The greatest strength of Hobiennale was the way it made a contemporary art festival so communal and approachable. There was an understanding that people would turn up, bring their friends, recommend onwards. There was a great turn out at each event, and a sense of a “cohort” going from place to place, event to event. People stayed until the very end of things, carpooled, helped each other to experience and process. I lost count of the conversations between strangers, or new/old friends, discussing with great enthusiasm what they had seen, and planned to see. The festival was small-scale enough for you to feel directly involved, and as far as I could tell, was a welcome reprieve from the clique-y norm of these sorts of gatherings. There was an opening of space (physical, intellectual, emotional) in good faith, and those in attendance replied with engagement and excitement. Furthermore, through its partnerships with various councils and other art spaces, the festival was an interlocutor, a go-between, a nexus of interlocking public and private interests and agendas. Hobart (and indeed, Australia more broadly) has so much to gain from opening itself up (in a way that balances the considerations of development and conservation).

peephole anca
Tom Buckland, ‘Constellation, peepholes with dioramas’, dimensions variable, 2017, presented by ANCA. Image: Michael Stratford Hutch.

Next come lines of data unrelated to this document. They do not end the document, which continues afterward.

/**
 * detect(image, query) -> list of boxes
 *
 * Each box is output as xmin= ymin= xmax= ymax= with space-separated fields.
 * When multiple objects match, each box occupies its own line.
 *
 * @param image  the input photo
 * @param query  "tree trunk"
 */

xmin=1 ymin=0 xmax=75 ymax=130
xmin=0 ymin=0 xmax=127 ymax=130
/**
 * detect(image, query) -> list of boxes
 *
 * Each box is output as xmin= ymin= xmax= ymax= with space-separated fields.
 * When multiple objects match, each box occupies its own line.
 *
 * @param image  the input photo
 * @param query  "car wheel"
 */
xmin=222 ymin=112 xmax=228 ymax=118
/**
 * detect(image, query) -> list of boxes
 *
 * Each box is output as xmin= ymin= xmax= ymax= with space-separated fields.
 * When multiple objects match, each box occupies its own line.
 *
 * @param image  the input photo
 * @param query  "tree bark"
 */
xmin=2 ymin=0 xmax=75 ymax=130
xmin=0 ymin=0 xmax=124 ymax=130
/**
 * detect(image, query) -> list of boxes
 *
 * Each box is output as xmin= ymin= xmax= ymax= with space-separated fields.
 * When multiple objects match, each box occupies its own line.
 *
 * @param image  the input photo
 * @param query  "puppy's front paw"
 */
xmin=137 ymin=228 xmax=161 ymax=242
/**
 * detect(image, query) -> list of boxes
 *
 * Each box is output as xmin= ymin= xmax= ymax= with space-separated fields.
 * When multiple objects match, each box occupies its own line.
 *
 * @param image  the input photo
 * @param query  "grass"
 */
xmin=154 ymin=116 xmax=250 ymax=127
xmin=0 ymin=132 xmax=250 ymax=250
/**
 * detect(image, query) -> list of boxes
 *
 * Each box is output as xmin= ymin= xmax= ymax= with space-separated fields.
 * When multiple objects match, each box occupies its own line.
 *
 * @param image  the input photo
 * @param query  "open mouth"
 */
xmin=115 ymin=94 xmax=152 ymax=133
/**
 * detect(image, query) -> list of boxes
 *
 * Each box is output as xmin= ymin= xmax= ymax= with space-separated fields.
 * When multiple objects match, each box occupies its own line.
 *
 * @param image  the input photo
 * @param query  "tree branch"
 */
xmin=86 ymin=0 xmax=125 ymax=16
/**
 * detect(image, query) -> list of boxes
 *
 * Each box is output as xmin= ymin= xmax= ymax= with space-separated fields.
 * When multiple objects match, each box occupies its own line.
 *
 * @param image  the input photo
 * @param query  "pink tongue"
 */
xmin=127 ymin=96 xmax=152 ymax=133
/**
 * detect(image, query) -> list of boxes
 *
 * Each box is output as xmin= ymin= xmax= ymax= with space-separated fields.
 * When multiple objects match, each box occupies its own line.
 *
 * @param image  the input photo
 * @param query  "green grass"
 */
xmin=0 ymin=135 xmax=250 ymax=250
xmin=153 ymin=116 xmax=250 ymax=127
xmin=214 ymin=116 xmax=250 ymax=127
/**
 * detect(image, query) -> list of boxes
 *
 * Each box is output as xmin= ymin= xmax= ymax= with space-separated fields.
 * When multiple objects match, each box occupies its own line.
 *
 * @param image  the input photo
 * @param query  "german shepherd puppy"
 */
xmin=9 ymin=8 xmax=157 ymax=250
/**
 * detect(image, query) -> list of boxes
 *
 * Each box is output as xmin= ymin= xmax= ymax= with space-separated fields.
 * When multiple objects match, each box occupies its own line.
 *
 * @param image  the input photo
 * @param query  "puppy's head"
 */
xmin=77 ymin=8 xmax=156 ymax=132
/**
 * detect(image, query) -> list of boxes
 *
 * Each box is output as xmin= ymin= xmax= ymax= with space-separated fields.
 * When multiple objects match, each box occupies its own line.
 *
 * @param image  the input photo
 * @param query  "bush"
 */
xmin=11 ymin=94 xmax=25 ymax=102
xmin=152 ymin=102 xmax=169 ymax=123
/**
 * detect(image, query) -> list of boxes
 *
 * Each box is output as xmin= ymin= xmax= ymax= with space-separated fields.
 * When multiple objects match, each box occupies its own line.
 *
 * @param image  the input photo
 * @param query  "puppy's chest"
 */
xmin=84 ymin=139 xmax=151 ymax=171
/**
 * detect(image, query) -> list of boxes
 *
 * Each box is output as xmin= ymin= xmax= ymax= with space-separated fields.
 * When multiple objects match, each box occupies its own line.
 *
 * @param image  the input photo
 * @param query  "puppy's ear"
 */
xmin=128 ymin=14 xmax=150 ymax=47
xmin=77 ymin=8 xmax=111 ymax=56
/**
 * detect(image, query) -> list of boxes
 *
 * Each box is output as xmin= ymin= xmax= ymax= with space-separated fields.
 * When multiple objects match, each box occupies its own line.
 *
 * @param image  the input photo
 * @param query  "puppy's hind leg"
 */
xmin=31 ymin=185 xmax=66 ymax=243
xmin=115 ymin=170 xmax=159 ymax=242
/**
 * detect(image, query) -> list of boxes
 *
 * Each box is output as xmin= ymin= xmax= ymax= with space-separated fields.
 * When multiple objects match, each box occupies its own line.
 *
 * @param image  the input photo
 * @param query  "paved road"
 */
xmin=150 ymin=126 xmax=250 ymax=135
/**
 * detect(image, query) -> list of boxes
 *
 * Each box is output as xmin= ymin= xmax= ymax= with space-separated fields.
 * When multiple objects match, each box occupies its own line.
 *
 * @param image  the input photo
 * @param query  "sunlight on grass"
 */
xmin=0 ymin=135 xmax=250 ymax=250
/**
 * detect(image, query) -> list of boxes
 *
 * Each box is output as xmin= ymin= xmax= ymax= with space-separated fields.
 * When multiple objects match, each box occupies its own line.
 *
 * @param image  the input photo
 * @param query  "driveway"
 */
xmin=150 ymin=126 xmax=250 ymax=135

As the first festival of its kind, it was a great privilege to experience the exceptional vision and hard work that the HB17 team undertook (completely voluntarily, I should add). It will be interesting to see how this festival format continues into the future—and how it will inspire further efforts across Australia / NZ towards such communal acts of sharing. Creating these much-needed spaces for artists and their communities to fully mesh and interact is work of great benefit for all involved. It certainly restores hope in one that pushing the proverbial rock can, in fact, lead to something quite spectacular.

Michael Stratford Hutch is an emerging artist living and working between Hobart and Sydney, currently studying a combined Bachelor of Science and Bachelor of Arts at the University of Sydney.

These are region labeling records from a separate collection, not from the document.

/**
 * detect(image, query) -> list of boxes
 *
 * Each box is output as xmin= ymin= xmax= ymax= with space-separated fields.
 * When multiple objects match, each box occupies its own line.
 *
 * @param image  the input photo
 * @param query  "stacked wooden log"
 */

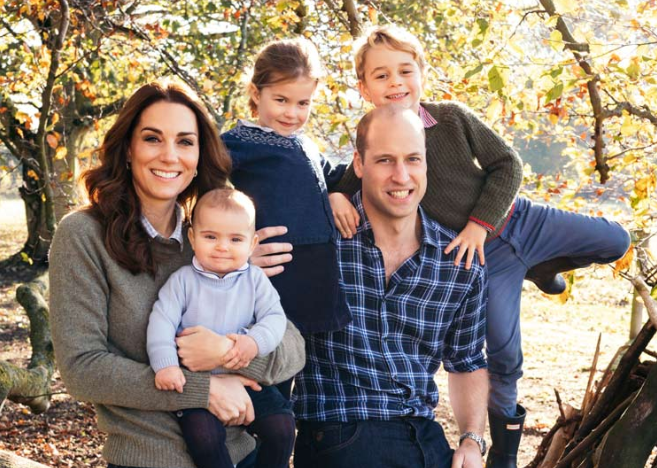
xmin=525 ymin=280 xmax=657 ymax=468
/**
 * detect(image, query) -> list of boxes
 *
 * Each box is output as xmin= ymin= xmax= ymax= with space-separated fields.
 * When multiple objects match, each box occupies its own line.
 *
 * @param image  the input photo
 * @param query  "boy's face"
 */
xmin=358 ymin=45 xmax=424 ymax=112
xmin=188 ymin=206 xmax=258 ymax=276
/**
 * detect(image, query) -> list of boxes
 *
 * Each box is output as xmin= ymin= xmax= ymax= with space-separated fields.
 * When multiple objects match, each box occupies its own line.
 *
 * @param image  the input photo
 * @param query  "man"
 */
xmin=294 ymin=106 xmax=488 ymax=468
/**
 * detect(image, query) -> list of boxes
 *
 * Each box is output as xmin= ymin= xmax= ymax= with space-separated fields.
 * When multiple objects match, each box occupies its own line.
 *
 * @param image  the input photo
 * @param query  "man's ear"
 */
xmin=187 ymin=226 xmax=194 ymax=250
xmin=354 ymin=151 xmax=363 ymax=179
xmin=358 ymin=80 xmax=372 ymax=102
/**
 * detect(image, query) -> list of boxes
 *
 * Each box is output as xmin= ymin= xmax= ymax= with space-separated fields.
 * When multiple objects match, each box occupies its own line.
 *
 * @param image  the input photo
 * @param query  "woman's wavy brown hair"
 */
xmin=82 ymin=79 xmax=231 ymax=275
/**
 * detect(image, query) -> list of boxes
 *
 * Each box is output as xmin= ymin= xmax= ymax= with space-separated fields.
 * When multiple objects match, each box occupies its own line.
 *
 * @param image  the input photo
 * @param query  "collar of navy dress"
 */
xmin=294 ymin=192 xmax=487 ymax=422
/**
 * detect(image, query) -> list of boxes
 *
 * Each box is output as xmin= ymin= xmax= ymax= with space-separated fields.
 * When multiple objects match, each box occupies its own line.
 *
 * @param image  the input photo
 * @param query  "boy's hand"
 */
xmin=155 ymin=366 xmax=186 ymax=393
xmin=223 ymin=333 xmax=258 ymax=370
xmin=445 ymin=221 xmax=488 ymax=270
xmin=329 ymin=192 xmax=360 ymax=239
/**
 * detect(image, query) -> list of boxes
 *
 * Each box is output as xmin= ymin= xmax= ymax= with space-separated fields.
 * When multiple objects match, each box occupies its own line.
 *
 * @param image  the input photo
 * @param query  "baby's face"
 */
xmin=189 ymin=207 xmax=257 ymax=276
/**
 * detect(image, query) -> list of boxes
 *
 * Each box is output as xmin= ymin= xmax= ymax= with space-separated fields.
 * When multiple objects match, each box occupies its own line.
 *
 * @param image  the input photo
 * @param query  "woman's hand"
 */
xmin=251 ymin=226 xmax=292 ymax=277
xmin=208 ymin=375 xmax=261 ymax=426
xmin=329 ymin=192 xmax=360 ymax=239
xmin=445 ymin=221 xmax=488 ymax=270
xmin=176 ymin=325 xmax=234 ymax=372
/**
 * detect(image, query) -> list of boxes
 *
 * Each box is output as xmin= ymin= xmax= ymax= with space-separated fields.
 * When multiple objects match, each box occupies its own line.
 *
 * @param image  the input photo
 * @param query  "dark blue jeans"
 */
xmin=294 ymin=418 xmax=454 ymax=468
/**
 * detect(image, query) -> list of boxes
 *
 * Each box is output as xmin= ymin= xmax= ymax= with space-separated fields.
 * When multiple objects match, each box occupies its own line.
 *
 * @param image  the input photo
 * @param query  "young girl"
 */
xmin=221 ymin=38 xmax=351 ymax=396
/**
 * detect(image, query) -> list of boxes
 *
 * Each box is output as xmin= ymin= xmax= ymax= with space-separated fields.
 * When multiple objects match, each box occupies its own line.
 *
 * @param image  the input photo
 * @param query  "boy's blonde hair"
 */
xmin=192 ymin=188 xmax=255 ymax=230
xmin=354 ymin=25 xmax=427 ymax=81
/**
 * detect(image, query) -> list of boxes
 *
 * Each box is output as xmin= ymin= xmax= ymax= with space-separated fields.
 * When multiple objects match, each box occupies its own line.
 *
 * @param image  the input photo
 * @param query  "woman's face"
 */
xmin=128 ymin=101 xmax=199 ymax=209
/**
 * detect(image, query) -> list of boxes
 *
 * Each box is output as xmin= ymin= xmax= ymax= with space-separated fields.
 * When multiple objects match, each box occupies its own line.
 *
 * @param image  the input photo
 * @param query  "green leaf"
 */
xmin=545 ymin=82 xmax=563 ymax=104
xmin=463 ymin=63 xmax=484 ymax=80
xmin=488 ymin=65 xmax=504 ymax=91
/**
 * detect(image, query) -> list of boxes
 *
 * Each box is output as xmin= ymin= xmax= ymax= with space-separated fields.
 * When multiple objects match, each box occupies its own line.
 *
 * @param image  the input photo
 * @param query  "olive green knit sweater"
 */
xmin=50 ymin=212 xmax=305 ymax=468
xmin=335 ymin=101 xmax=522 ymax=236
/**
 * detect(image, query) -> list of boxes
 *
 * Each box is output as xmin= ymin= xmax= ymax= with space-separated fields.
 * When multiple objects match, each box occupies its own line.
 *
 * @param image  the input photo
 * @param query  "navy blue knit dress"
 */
xmin=221 ymin=122 xmax=351 ymax=333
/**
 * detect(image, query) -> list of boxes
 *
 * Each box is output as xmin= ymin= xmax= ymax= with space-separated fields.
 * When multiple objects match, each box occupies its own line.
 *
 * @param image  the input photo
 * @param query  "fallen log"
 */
xmin=0 ymin=278 xmax=55 ymax=414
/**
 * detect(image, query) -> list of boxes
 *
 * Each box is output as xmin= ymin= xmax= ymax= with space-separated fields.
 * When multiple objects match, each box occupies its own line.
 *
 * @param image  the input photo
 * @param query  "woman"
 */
xmin=50 ymin=81 xmax=304 ymax=468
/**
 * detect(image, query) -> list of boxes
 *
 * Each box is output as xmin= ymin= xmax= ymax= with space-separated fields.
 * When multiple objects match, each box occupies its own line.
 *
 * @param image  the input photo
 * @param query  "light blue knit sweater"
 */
xmin=147 ymin=265 xmax=286 ymax=373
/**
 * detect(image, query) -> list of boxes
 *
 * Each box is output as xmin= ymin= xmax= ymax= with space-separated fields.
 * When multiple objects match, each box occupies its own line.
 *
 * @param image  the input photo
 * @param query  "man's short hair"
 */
xmin=356 ymin=103 xmax=424 ymax=161
xmin=354 ymin=25 xmax=427 ymax=81
xmin=192 ymin=188 xmax=255 ymax=229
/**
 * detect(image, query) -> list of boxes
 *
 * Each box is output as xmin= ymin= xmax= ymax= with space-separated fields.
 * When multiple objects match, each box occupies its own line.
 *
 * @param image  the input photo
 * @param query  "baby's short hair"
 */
xmin=354 ymin=25 xmax=427 ymax=81
xmin=192 ymin=188 xmax=255 ymax=229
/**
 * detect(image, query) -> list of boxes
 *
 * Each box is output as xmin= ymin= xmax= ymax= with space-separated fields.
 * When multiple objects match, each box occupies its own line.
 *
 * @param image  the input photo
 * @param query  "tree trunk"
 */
xmin=0 ymin=278 xmax=55 ymax=414
xmin=596 ymin=364 xmax=657 ymax=468
xmin=19 ymin=159 xmax=53 ymax=265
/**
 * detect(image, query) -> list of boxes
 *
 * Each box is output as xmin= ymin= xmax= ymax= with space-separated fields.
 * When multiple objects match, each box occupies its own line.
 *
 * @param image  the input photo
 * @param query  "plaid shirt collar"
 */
xmin=352 ymin=191 xmax=450 ymax=248
xmin=140 ymin=203 xmax=184 ymax=250
xmin=417 ymin=104 xmax=438 ymax=128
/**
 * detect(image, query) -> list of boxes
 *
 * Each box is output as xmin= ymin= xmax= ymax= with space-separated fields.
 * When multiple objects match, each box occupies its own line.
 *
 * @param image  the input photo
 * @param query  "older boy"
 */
xmin=331 ymin=27 xmax=630 ymax=468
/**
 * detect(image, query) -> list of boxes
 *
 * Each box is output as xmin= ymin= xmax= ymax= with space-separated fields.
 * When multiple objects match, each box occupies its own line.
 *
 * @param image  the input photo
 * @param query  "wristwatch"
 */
xmin=459 ymin=432 xmax=486 ymax=457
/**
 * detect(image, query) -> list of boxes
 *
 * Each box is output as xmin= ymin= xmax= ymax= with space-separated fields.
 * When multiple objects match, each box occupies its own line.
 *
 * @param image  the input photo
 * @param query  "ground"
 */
xmin=0 ymin=200 xmax=632 ymax=467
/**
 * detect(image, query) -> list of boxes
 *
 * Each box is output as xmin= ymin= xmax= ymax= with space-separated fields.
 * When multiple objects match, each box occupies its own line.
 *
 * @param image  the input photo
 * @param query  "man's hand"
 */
xmin=155 ymin=366 xmax=187 ymax=393
xmin=452 ymin=439 xmax=483 ymax=468
xmin=329 ymin=192 xmax=360 ymax=239
xmin=222 ymin=333 xmax=258 ymax=370
xmin=445 ymin=221 xmax=488 ymax=270
xmin=251 ymin=226 xmax=292 ymax=277
xmin=176 ymin=326 xmax=234 ymax=372
xmin=208 ymin=375 xmax=262 ymax=426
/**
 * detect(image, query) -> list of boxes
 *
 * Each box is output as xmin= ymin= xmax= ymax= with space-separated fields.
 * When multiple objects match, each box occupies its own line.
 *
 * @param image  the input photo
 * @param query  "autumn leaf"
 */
xmin=614 ymin=244 xmax=634 ymax=278
xmin=55 ymin=146 xmax=68 ymax=159
xmin=46 ymin=133 xmax=59 ymax=149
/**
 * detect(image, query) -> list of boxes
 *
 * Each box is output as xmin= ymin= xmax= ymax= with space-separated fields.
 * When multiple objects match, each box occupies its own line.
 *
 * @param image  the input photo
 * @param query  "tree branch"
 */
xmin=36 ymin=0 xmax=70 ymax=233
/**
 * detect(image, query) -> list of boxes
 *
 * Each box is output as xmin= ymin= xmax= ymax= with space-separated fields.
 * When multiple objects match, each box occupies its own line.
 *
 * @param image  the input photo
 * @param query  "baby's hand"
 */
xmin=223 ymin=333 xmax=258 ymax=370
xmin=329 ymin=192 xmax=360 ymax=239
xmin=155 ymin=366 xmax=186 ymax=393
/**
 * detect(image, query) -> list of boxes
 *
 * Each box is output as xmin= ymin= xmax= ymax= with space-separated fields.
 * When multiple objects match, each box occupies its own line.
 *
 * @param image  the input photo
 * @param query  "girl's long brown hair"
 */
xmin=82 ymin=79 xmax=231 ymax=275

They have been published in Voiceworks, Picton Grange, Island Magazine and PLATFORM; was short-listed twice for the John Marsden & Hachette Australia Prize (Highly Commended 2014 in the U18 division, and short-listed 2015 in the 18–24 division); was the inaugural recipient of the Tasmanian Writers’ Centre Hot Desk residency in 2016; and was a contributing writer at the Tasmanian Writers and Readers Festival in 2017.

In their emerging art practice, Michael’s first exhibition was at Visual Bulk ARI in 2016. 

Their practice extends to the performing arts, including solo project MSH, ensemble Contact Sports, DJing for the likes of Hazey Daze and VICE, and involvement in the Tasmanian Symphony Orchestra Chorus (including TSOC Extreme’s performances at MOFO, the Spiegeltent, and Dark MOFO).

Hobiennale 2017 ran from 3-12 November 2017 in venues across Hobart.